Akşener, Türkiye Cumhuriyet Merkez Bankası'ndaki (TCMB) 128 milyar doların akıbetini de yeniden sordu. Bu konuda '128 ayrı masal anlatıldığını' söyleyen Akşener, "Masal dinliyoruz. Peki sonuç? Sonuç ortada. Milletimizin alın teri döviz rezervimiz birilerinin cebine girmiş. Allah korusun bugün başımıza bir şey gelse cep delikli cepken delik. 2001 krizinde bile MB döviz rezervi 27.5 milyar dolardı. İşte size ekonomi dehası Sayın Erdoğan ve beş maaşlı danışmanlarının Türkiye’yi getirdiği nokta" dedi. Akşener, şöyle devam etti:
"Aziz milletim siz iktidarın meseleyi Agatha Christie romanına çevirme gayretine bakmayın. Ben size kayıp 128 milyar doların ardındaki gizemi kısaca özetleyeyim.

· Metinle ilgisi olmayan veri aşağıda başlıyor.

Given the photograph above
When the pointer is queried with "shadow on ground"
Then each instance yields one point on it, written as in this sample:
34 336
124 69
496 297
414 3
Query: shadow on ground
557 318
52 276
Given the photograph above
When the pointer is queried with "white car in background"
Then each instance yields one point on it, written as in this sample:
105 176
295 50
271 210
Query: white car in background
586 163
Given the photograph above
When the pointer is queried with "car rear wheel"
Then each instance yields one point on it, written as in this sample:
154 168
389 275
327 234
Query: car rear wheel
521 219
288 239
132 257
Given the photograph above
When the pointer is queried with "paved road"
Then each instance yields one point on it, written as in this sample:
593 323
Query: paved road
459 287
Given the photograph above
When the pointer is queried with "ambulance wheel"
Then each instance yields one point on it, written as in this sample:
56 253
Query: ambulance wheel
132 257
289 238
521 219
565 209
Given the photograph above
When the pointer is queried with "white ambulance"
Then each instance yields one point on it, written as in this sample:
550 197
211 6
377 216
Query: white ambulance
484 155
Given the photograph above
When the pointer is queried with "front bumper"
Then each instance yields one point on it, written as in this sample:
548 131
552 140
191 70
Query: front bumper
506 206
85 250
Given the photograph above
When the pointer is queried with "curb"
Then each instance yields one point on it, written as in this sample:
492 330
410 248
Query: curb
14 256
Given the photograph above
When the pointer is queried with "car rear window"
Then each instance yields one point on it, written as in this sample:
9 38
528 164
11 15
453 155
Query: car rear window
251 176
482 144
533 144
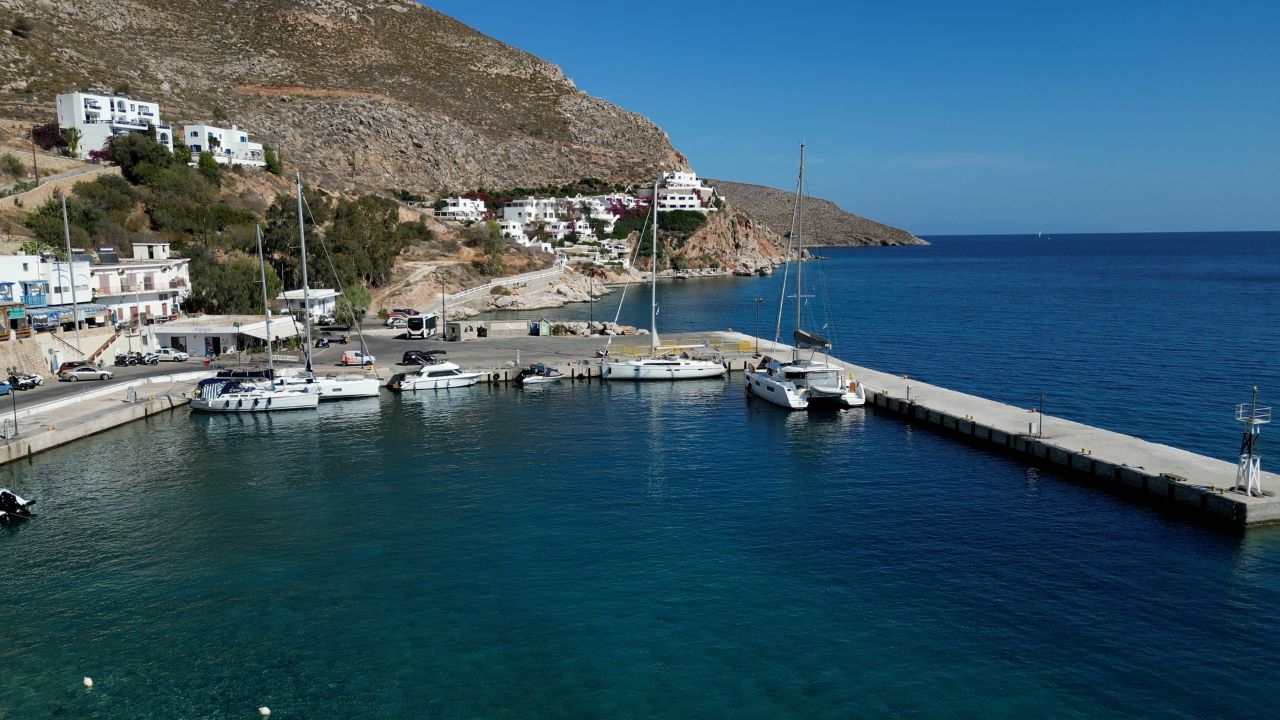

Ekonominin İnek Şabanı ile badi Ekrem’i el ele verip döviz kurunu baskılamak için Hazine’deki dövizi sattı. Üstelik bu pandemi döneminde olmadı.
'Böyle cahillik olabilir mi?'
Daha 2019 martındaki yerel seçimlerin öncesinde dövizin yükselişini durdurmak gibi siyasi bir amaçla satmaya başladılar. Bir puan Faiz artırmamak için sattılar da sattılar. Şimdi de çıkıp bilançoda eksilen bir şey yok diyorlar .Kasadaki dolarları sattınız karşılığında Türk lirası veya Türk lirası cinsinden tahvil aldın. Bir yandan da kredi ve swaplarla borçlandığınız dövizleri ölü fiyatına sattınız bir de utanmadan bunu savunuyorsunuz. Böyle cahillik olabilir mi?
Kendi dolarını satıp bunu swapla geri alıp kasana koyunca hiçbir şey değişmemiş mi oluyor? Swaplardan kaynaklanan yükümlülükleri bilanço içinde değil dışında gösterince bunun bir borç olduğu gerçeğini ortadan kaldırmış mı oluyorsunuz? Eğer gerçekten de kaybolan bir şey yoksa o 128 milyar doları yerine koyun da hep birlikte görelim.
Tüm bu yalan rüzgârın içinde iktidarın sorulmasını istemediği bir aşka soru var. Milletin hazinesindeki dövizi ortalama 6.20 liradan satan bu iktidar bugün 8.1 lira olan döviz kuru dolayısıyla kimin veya kimlerin cebine 250 milyar lira koydu? Temel soru budur."
'Kaliteli yaşamak için vergi ödemiyoruz, vergi ödemek için kalitesiz yaşıyoruz'
Akşener, vergiler konusunda da hükümete birtakım eleştiriler yöneltti. "Partili cumhurbaşkanının son icraatı 'canım istedi vergisi' 1923'ten 2002 yılına kadar toplanan vergi 1.89 trilyon lira. AK Parti'ni iktidarında toplanan vergi ise 3.1 trilyon lira" diyen Akşener, devamında "Vergilerden sonra elimizde kalan paranın yarısını yine vergiye ödüyoruz. Bu durumda hazinenin kasasının dolup taşmasını bekleriz. Bu kadar ağır vergilere rağmen bunları bulamıyoruz. Kaliteli yaşamak için vergi ödemiyoruz, vergi ödemek için kalitesiz yaşıyoruz" ifadesini kullandı.